According to IATA (International Air Transport Association) IOSA (Iata Operational Safety Audit) certification, only Biman Bangladesh Airlines is registered with them. They have no comments when it comes to safety.

The rivers are important transport years for goods as well as people, and thousands of ferry departures are made daily in Bangladesh. Regular shipwrecks with high deaths, on the other hand, make river traffic risky, especially during the monsoon season as high water levels and heavy rainfall increase the risk of edging and shipwrecks. There are also several accidents on the rivers in connection with holidays like Eid, as many travel from cities and homes to their villages. One of the main causes of the many shipwrecks in Bangladesh is overcrowded vessels. Many boats and ferries are also poorly equipped with life jackets and other safety equipment.

If you want to travel by boat on leisure trips, this is an alternative on the Dhaka – Barisal/Khulna/Sundarbans routes. First class on boats that operate these have usable comfort. Contact Bangladeshi tour operators for recommendations.

Other practical information

Bangladesh has severe penalties for the import and possession of drugs. Alcohol is not available with the exception of a few restaurants, hotels and international clubs in Dhaka. It is a criminal offense for Bangladeshi to possess alcohol unless specifically authorized. The requirement for such a permit does not apply to foreigners.

Bangladesh is a Muslim country, and women should wear free clothing that covers their shoulders, arms down to the elbow and legs down to the ankles when traveling.

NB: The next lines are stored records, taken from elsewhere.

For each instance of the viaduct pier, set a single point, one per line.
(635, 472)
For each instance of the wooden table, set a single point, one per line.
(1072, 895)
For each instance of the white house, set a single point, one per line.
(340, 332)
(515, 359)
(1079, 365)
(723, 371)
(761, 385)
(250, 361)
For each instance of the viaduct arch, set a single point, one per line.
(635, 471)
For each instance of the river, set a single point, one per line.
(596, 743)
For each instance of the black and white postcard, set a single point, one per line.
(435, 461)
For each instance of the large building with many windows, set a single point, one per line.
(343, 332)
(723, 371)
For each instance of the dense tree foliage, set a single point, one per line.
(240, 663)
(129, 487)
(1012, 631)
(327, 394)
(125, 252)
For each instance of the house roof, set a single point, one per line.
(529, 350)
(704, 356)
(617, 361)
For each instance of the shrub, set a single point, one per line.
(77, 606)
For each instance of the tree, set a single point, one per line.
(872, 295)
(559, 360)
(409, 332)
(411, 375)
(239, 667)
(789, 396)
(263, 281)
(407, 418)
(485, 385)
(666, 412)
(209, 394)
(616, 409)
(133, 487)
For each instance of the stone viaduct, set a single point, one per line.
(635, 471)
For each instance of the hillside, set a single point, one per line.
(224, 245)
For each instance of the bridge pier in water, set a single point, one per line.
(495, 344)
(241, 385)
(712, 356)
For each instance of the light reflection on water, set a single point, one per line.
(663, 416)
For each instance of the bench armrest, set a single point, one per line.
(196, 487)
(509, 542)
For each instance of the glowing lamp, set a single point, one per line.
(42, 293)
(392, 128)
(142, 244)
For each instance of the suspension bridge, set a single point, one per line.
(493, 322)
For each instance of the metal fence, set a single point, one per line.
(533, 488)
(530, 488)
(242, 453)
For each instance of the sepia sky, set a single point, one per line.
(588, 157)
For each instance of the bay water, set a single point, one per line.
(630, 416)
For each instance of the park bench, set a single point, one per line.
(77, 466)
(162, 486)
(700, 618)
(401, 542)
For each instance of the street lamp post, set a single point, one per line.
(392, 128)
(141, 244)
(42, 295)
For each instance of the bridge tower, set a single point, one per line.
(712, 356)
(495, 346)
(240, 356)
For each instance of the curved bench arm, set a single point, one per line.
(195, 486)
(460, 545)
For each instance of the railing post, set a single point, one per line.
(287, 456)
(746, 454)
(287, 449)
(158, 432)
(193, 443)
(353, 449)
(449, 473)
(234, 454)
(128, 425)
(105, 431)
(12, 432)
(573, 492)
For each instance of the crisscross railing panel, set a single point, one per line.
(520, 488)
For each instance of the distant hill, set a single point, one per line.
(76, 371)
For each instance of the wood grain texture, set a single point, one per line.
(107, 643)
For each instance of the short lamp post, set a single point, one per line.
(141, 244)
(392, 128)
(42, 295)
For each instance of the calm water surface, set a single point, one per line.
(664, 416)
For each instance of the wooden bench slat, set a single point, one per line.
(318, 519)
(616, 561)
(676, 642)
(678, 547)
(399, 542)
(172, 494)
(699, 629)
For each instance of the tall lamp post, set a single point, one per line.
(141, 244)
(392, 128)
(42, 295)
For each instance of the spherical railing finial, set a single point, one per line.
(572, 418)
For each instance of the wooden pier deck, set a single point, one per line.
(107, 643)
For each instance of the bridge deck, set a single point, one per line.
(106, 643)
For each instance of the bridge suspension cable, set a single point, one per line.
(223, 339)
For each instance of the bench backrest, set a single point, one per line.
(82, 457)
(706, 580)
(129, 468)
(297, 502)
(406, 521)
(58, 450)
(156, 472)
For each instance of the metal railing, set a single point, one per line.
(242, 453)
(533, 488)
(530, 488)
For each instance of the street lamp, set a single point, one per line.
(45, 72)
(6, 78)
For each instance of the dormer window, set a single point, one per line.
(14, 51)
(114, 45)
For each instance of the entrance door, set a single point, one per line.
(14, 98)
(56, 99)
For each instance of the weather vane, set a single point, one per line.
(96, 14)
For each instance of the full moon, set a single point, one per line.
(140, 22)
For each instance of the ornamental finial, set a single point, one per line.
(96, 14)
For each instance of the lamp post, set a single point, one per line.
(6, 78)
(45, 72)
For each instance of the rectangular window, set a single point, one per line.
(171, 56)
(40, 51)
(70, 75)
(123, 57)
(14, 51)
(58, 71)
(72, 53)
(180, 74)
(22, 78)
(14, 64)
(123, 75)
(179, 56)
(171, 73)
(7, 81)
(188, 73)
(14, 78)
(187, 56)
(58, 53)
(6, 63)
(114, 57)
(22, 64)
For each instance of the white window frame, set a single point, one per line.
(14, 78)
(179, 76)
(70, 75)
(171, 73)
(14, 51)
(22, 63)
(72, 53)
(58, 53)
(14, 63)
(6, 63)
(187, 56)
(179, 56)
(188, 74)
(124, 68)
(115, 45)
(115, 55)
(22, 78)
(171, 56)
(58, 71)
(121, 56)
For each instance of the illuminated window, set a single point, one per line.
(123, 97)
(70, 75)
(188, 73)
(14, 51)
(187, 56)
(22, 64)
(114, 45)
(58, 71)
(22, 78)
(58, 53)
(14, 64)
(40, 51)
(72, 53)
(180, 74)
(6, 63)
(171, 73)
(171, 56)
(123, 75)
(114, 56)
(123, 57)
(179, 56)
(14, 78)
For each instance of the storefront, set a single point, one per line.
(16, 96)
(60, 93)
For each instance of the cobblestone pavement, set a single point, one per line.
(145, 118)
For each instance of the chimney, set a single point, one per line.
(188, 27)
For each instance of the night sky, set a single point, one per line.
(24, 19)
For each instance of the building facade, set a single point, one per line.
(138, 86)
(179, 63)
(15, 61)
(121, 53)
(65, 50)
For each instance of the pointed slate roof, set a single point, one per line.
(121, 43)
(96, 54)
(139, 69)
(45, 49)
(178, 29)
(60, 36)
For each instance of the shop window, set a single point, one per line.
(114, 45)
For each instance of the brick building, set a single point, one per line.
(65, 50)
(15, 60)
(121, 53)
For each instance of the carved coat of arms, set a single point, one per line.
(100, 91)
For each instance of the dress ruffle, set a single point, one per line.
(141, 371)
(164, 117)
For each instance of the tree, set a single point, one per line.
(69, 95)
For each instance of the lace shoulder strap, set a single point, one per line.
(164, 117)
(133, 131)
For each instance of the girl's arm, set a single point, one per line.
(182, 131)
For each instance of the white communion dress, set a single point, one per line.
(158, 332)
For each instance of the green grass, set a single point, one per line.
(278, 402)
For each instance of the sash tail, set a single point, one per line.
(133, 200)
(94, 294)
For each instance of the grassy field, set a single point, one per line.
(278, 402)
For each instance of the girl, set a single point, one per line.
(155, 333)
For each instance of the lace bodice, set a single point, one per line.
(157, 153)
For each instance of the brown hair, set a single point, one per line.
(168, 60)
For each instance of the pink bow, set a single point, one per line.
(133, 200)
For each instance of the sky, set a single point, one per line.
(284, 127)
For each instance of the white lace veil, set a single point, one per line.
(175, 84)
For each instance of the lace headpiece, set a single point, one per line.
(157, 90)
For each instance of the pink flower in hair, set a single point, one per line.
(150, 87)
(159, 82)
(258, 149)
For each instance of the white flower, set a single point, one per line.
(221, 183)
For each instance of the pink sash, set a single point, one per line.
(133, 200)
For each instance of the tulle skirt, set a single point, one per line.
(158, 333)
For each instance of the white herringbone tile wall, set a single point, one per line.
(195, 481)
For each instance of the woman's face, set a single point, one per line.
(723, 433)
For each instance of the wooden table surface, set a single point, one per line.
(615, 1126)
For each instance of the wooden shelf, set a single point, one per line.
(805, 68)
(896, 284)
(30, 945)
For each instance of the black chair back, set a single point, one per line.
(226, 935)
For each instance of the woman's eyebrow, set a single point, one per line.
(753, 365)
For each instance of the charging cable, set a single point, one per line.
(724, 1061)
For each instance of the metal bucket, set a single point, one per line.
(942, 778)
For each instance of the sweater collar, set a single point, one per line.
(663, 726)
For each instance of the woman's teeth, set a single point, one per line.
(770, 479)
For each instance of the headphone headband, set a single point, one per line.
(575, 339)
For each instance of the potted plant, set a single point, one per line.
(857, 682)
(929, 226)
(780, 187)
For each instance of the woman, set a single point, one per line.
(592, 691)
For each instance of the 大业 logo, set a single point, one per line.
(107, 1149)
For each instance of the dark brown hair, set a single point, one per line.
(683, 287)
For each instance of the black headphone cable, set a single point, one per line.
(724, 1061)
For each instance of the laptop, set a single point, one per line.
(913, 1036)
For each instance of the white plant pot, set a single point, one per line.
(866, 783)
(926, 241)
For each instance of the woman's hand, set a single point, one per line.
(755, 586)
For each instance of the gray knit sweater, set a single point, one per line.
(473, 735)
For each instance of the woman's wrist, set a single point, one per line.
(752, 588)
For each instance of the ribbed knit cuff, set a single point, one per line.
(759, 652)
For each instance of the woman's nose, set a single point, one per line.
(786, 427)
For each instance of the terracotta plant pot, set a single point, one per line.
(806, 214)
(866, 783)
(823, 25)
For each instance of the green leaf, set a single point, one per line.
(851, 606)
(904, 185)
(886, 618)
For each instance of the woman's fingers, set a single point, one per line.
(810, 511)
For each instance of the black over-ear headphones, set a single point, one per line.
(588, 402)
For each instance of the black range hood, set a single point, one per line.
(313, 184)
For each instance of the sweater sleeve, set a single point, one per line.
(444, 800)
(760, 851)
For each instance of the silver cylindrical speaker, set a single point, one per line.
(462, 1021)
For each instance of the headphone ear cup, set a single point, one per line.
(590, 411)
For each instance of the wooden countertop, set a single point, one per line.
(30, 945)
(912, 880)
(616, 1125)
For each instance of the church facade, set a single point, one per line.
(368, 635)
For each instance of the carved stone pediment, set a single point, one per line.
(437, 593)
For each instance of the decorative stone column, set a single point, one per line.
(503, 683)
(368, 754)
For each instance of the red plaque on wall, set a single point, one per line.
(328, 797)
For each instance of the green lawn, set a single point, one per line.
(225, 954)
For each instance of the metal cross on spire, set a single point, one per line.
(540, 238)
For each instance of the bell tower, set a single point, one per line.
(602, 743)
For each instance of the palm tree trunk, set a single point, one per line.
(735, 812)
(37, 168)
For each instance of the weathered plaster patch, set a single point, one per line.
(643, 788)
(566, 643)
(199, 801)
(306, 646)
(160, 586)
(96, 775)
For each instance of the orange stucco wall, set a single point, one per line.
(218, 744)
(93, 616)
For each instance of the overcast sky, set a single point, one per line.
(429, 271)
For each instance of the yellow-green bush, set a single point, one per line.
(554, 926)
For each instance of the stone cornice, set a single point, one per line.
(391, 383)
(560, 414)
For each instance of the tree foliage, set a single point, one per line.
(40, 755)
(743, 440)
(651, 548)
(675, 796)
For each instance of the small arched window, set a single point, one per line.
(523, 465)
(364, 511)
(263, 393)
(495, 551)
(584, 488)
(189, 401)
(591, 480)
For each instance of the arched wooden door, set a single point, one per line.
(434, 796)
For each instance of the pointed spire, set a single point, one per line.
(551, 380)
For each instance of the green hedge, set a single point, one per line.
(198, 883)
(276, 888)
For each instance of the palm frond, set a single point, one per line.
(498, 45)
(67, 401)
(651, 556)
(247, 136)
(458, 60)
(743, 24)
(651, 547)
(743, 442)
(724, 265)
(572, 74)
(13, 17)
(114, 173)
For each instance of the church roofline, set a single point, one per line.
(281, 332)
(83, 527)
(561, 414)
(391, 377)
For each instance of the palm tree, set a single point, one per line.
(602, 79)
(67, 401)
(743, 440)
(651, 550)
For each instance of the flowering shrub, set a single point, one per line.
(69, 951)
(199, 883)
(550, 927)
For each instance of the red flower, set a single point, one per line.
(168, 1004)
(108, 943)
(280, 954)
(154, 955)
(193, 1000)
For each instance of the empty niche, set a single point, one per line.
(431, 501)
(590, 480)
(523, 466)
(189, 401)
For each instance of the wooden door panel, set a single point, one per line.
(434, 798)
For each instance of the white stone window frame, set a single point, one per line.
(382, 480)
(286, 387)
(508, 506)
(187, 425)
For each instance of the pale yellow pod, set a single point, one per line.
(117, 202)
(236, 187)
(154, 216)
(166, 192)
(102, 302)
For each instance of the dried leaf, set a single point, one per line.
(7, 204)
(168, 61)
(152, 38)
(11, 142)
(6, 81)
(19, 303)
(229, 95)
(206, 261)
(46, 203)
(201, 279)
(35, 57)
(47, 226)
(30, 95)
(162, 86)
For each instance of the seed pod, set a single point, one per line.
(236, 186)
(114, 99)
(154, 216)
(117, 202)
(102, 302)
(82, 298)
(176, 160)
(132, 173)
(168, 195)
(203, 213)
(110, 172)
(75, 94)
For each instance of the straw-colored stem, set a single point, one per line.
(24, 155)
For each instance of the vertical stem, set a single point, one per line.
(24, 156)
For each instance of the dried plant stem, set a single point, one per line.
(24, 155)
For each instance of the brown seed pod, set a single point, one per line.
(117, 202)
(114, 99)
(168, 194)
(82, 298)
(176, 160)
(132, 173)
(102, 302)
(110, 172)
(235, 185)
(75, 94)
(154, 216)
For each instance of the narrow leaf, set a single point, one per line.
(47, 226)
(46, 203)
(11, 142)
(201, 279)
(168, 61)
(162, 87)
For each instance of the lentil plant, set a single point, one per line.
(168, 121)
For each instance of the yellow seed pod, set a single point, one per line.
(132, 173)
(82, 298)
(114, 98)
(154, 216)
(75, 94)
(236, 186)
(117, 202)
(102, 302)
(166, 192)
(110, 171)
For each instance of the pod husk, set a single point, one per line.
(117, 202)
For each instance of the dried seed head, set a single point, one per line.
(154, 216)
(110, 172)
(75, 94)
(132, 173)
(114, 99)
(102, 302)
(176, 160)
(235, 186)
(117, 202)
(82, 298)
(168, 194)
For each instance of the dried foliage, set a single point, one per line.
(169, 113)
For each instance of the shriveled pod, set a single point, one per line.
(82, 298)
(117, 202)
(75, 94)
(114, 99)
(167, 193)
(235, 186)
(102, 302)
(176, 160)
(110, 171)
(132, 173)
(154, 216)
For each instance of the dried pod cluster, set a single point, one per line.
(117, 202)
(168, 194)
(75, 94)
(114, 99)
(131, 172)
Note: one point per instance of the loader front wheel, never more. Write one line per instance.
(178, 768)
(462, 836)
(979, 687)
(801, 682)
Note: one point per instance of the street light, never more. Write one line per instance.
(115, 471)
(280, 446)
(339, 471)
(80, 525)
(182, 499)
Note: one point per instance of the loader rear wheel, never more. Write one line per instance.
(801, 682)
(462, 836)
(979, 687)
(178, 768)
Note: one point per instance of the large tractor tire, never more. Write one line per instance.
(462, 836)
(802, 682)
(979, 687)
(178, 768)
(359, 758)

This is especially important when traveling to places where foreigners rarely visit.

Women should avoid traveling around the country on their own and should not travel alone after dark. Use of public transport (especially buses) should be avoided as there may be robbery or sexual abuse of women.

Women should refrain from handshaking to Bangladeshi men unless the men themselves take the initiative, as body contact with women is unacceptable to some.